In mesh multicomputers, a parallel job is typically allocated a distinct contiguous sub-mesh for the duration of its execution, and the sub-mesh has the same general shape as the mesh multicomputer itself. Most contiguous processor allocation strategies proposed in the literature are for 2D meshes (Ababneh, 2009; Chuang & Tzeng, 1994; Kim & Yoon, 1998; Zhu, 1992).

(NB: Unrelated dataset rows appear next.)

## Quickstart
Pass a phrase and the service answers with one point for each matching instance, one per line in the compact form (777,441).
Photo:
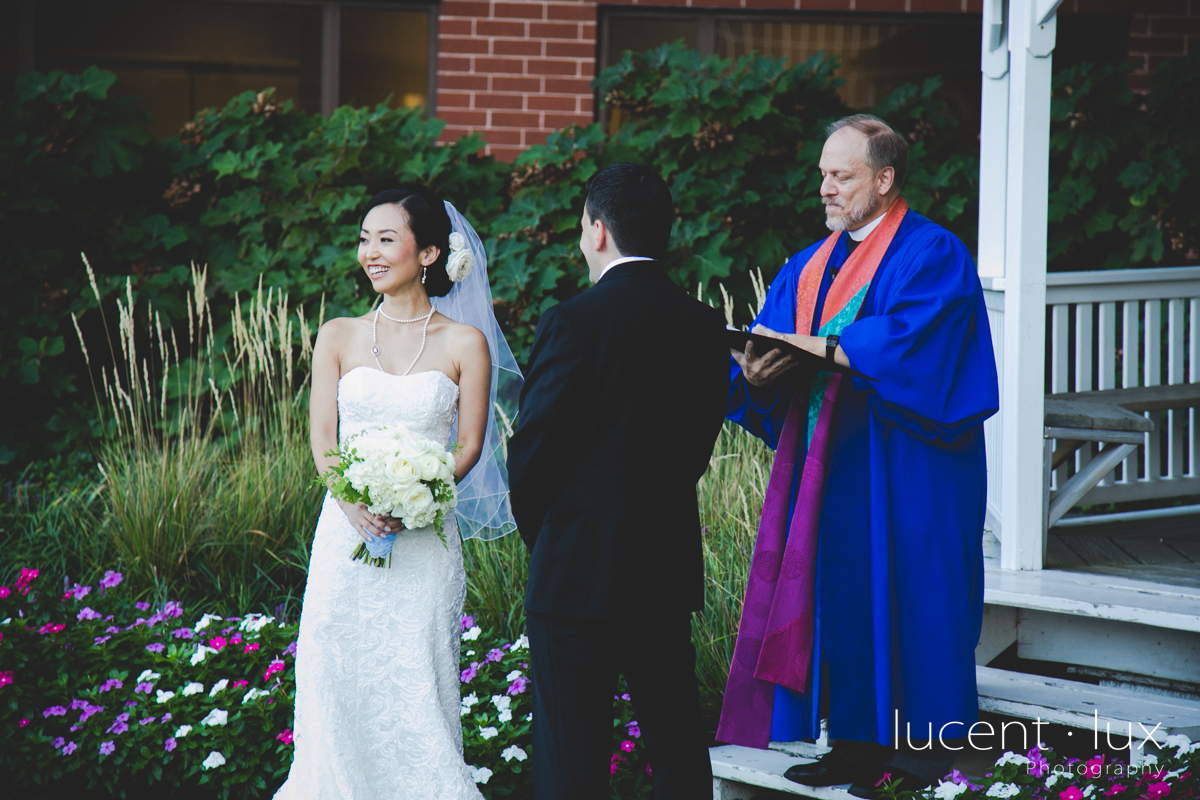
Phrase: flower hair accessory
(461,262)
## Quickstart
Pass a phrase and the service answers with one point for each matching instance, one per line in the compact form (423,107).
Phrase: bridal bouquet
(394,473)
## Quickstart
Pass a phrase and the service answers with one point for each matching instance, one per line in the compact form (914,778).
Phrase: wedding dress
(377,661)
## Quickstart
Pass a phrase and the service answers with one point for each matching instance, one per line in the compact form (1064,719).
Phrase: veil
(484,510)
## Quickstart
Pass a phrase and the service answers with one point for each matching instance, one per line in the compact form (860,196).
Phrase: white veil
(484,510)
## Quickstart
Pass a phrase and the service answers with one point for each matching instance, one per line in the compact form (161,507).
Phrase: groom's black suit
(624,397)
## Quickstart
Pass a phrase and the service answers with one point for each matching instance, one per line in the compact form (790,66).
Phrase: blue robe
(899,577)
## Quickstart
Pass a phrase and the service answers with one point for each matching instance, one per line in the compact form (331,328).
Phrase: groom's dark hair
(635,205)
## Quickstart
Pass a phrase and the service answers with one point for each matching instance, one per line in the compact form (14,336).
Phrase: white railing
(1121,329)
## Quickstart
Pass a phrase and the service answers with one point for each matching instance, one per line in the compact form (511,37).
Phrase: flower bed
(115,693)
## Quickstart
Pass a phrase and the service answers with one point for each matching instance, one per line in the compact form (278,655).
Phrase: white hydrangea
(514,752)
(216,716)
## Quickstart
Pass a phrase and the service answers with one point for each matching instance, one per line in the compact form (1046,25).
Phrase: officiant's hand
(767,368)
(370,525)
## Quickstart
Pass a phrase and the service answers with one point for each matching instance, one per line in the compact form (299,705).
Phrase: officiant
(865,595)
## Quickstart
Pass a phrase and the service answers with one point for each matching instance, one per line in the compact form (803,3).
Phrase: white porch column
(1031,36)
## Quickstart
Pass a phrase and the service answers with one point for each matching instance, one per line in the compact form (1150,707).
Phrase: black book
(809,362)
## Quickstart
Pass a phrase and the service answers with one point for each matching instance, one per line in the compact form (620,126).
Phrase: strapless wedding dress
(377,660)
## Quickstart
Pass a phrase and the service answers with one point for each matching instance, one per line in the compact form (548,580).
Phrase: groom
(623,400)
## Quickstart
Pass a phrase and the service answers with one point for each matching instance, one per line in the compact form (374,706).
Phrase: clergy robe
(899,573)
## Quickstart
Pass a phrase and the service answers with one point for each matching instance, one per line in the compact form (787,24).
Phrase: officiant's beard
(853,216)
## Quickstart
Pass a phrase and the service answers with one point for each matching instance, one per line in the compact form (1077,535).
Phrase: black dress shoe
(829,770)
(870,789)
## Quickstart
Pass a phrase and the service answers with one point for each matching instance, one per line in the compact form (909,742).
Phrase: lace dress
(377,661)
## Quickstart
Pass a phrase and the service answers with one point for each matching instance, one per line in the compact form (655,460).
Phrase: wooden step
(1085,705)
(1101,596)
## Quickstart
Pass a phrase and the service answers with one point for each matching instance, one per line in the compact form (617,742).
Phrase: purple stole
(775,633)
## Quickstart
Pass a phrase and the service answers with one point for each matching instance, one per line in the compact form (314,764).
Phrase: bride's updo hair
(430,223)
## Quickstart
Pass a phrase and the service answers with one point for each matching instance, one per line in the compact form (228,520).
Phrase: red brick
(514,120)
(571,49)
(547,103)
(505,83)
(453,100)
(471,83)
(465,8)
(503,137)
(451,44)
(455,116)
(568,86)
(497,28)
(511,102)
(555,30)
(456,26)
(577,11)
(501,66)
(1175,44)
(549,67)
(516,47)
(519,10)
(507,154)
(559,121)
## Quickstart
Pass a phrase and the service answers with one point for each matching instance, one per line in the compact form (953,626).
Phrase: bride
(377,662)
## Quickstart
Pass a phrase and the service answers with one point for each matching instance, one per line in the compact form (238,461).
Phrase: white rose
(460,264)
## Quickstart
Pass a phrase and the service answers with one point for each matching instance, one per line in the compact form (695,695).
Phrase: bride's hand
(369,525)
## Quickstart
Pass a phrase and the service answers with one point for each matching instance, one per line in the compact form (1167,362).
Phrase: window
(181,56)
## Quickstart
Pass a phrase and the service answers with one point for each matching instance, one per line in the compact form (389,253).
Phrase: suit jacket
(623,400)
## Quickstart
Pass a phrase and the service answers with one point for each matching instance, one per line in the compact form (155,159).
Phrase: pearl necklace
(375,338)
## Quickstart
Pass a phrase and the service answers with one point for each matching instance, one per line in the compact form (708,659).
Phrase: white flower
(514,752)
(460,264)
(253,695)
(216,716)
(204,621)
(949,789)
(1009,757)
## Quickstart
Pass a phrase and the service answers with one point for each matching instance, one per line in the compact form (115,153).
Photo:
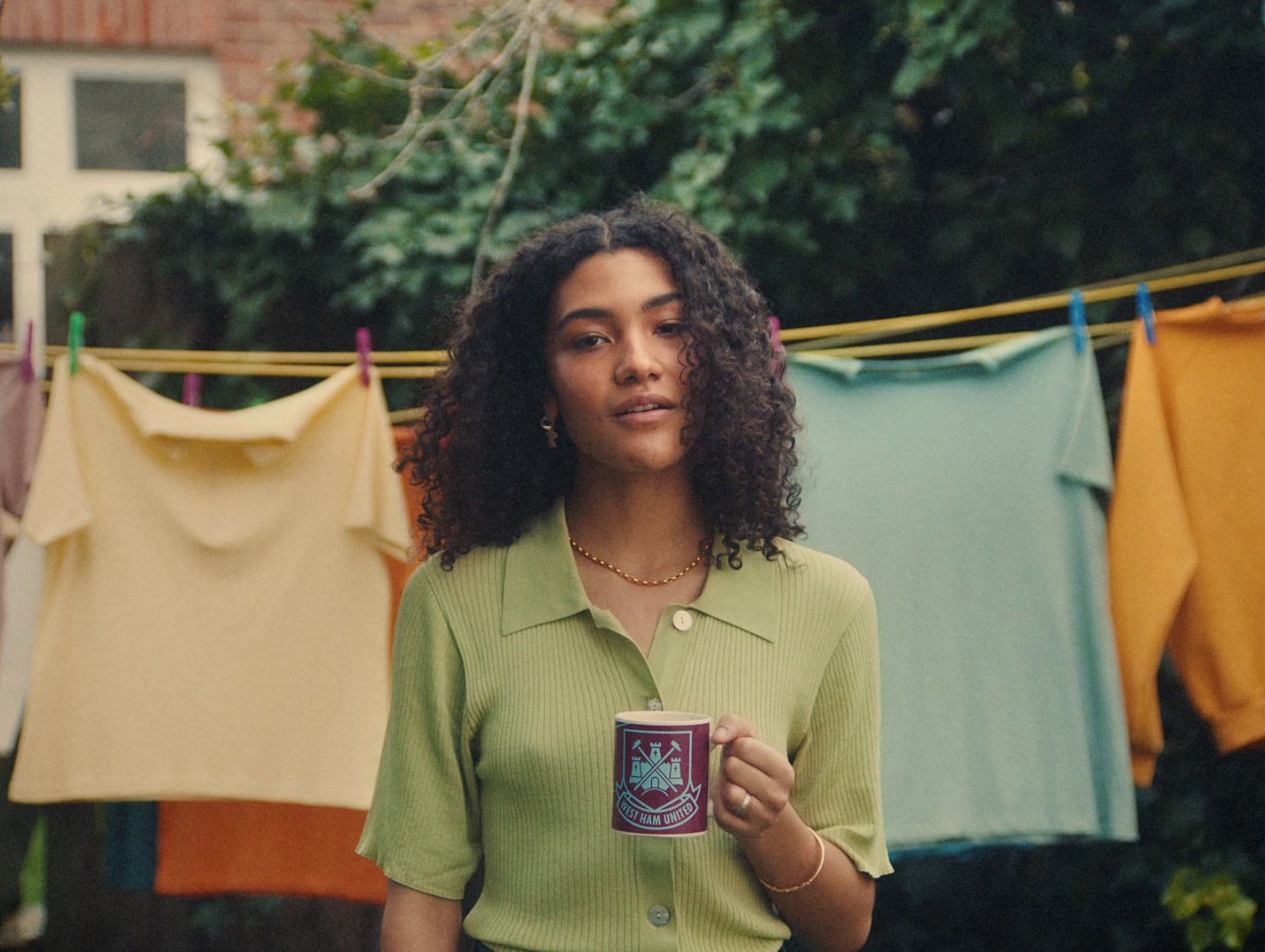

Although the 2D mesh has been used in a number of parallel machines, such as the Cray XE6m (Cray, 2010b), the iWARP (Peterson et al., 1991) and the Touchstone Delta system (Intel, 1991), current multicomputers, such as the K-computer (Riken & Fujitsu, 2014), the Cray XE6 (Cray, 2010a) and the IBM BlueGene/L (Horn et al., 2014) utilize the 3D mesh or the 3D tori (Cray, 2010a; Horn et al., 2014; Riken & Fujitsu, 2014) as interconnection network due to their lower diameter, lower average communication distance, and higher connectivity and network degree (Athas & Seitz, 1988).
Contiguous allocation can lead to high external processor fragmentation, which occurs when the allocation strategy cannot allocate available processors to an incoming job because the available processors are not contiguous or they do not have the requested shape. Non-contiguous allocation can reduce processor fragmentation and have better system performance than contiguous allocation because a job can execute on multiple smaller sub-meshes. However, contiguous allocation is used in highly-parallel systems such as the IBM BlueGene/L because it isolates jobs from each other, which is useful for security and accounting reasons (Aridor et al., 2005). Contiguous allocation for 3D meshes has been investigated in the literature (Ababneh, 2001; Bani-Mohammad et al., 2006; Bani-Mohammad et al., 2009; Choo et al., 2000; Mao et al., 2005; Qiao & Ni, 1995).